Evolution von Alpha-Coronaviren (links, wie Influenza A), Beta-Coronaviren (Mitte, wie Influenza B) und Influenza H3N2 (rechts, Driftvariante)

Virologen unterscheiden hier zwischen shift und drift (siehe Erläuterungen hier). Antigenische Drift führt zu leicht veränderten Antigenen, wobei das Immunsystem aber nicht völlig umgangen wird, weil noch Kreuzimmunität gegen Bestandteile der veränderten Variante besteht. Das ist bisher bei allen Virusvarianten von SARS-CoV2 der Fall gewesen. So gesehen handelt es sich nicht mehr um einen neuartigen Erreger, selbst dann, wenn es innerhalb der Virusentwicklung zu einem Sprung kommt wie mit den Omicron-Varianten oder Pirola (BA.2.86). Es braucht dann keine völlig neuen Impfstoffe, sondern Anpassungen an die jeweiligen Spike-Mutationen.

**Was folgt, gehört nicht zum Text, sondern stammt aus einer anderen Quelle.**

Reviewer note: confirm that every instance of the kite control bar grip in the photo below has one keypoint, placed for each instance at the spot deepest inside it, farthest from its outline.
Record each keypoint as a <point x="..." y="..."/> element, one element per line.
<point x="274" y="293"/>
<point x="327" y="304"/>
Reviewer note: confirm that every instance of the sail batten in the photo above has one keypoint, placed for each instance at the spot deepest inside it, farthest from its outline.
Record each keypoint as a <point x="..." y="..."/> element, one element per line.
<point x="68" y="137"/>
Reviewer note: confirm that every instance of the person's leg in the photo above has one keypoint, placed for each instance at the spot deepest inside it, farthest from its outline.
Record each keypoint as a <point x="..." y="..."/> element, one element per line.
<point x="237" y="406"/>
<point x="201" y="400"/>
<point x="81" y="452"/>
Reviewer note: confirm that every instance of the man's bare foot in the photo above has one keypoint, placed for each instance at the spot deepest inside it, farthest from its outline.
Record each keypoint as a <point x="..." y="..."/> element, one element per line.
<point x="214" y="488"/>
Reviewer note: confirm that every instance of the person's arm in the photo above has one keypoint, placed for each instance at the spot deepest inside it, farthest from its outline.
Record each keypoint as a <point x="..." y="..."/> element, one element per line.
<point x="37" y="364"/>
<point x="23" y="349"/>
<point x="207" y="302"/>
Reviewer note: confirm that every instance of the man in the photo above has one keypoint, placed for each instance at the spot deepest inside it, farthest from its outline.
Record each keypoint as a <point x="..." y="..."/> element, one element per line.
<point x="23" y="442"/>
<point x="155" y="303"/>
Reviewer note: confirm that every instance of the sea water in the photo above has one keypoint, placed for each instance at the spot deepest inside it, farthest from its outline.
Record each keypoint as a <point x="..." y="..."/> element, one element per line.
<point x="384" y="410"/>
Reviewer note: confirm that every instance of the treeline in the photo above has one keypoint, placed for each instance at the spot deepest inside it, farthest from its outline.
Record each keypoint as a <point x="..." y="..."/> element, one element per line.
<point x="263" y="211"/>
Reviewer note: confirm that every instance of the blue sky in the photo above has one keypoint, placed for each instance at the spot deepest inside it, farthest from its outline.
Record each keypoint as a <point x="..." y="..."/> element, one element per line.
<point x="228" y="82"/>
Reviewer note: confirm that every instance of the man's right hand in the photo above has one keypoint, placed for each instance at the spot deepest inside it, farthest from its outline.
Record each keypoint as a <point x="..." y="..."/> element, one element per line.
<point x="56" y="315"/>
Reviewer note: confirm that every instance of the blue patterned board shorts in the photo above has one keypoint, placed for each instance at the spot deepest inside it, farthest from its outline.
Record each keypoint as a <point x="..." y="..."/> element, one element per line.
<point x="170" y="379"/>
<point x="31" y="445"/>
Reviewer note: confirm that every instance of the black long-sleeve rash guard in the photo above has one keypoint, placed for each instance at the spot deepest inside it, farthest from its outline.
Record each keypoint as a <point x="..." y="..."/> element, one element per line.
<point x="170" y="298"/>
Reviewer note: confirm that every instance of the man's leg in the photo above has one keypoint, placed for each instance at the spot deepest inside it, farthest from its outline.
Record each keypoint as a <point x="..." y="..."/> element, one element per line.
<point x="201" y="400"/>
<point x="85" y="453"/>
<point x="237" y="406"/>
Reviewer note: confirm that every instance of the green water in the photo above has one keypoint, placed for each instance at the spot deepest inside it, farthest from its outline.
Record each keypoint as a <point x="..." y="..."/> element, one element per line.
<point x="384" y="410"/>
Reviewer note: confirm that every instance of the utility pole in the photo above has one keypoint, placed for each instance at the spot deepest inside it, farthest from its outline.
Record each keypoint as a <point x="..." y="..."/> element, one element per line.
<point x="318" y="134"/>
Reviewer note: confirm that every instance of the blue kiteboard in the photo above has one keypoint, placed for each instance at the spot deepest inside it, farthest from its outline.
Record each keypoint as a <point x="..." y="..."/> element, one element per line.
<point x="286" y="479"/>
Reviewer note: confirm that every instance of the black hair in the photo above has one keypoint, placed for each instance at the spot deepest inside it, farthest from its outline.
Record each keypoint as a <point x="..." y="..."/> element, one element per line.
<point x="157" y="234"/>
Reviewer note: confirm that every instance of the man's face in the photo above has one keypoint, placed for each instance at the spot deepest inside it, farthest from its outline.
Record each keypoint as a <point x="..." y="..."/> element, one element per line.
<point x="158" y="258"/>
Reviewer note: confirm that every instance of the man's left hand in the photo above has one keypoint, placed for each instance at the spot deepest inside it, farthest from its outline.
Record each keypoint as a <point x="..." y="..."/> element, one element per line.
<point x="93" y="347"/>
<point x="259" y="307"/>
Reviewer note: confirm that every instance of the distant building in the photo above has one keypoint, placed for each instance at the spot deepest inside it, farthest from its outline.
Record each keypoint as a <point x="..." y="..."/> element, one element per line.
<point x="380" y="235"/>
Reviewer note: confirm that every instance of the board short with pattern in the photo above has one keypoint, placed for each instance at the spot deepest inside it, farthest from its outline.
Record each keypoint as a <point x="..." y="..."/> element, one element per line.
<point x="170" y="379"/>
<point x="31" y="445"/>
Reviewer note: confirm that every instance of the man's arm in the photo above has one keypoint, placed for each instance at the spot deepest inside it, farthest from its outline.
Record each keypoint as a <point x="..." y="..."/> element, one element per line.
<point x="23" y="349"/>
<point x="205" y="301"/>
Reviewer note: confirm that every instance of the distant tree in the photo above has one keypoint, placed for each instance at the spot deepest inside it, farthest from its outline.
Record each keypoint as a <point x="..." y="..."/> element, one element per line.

Die von der WHO als “Variant of Interest” eingestufte JN.1-Variante war bis dato die immunflüchtigste ist (Yang et al. 2023). Der nächste evolutionäre Sprung steht nun rund zwei Jahre nach dem letzten bevor – BA.3.2 hat ein stark verändertes Spike-Protein, kann aber von der ACE2-Bindung her nicht mit den aktuellen Varianten mithalten. Es braucht aber möglicherweise nur ein oder zwei Mutationen, damit BA.3.2 so abhebt wie damals BA.2.86 mit der Escape-Mutation L455S. Das ist aber noch nicht zwingend ein Grund zur Sorge, denn der monovalente XBB-Impfstoff erzeugte gegen JN.1. immerhin noch 54% Schutz vor Infektion.

Bei einem shift-Ereignis wird ein Virus mit einem komplett neuen Antigen erzeugt, etwa mit dem Influenzavirus, das in den Jahren 1918 (Spanische Grippe), 1957 (Asiatische Grippe), 1968 (Hong Kong Grippe) und 2009 (H1N1, “Schweinegrippe”) jeweils eine Pandemie ausgelöst hat.

Die Voraussetzungen für eine Pandemie sind demnach dann erfüllt, wenn ein neuartiger Erreger auf eine immun-naive Bevölkerung trifft – im Unterschied zur saisonalen Influenza, die jährlich während einer bestimmten Jahreszeit auftritt und typischerweise weniger schwere Erkrankungen verursacht, weil es von vorhergehenden Virussträngen Kreuzimmunität gibt.

Im Unterschied zu Influenza mutiert SARS-CoV2 wesentlich häufiger (Markov et al. 2023) und die antigenische Drift führt gemeinsam nachlassender Immunität zu mehreren Wellen pro Jahr (Albright et al. 2023). Es hat sich bisher nicht bewahrheitet, dass SARS-CoV2 mit fortschreitender Virusentwicklung und Bevölkerungsimmunität nurmehr “Miniwellen” verursachen würde (Callaway 05/2023). Diese und andere Aussagen wie von Virologe Drosten (“virologische Sackgasse”, Die Zeit 11/2022) scheinen regional zu passen, aber nicht global.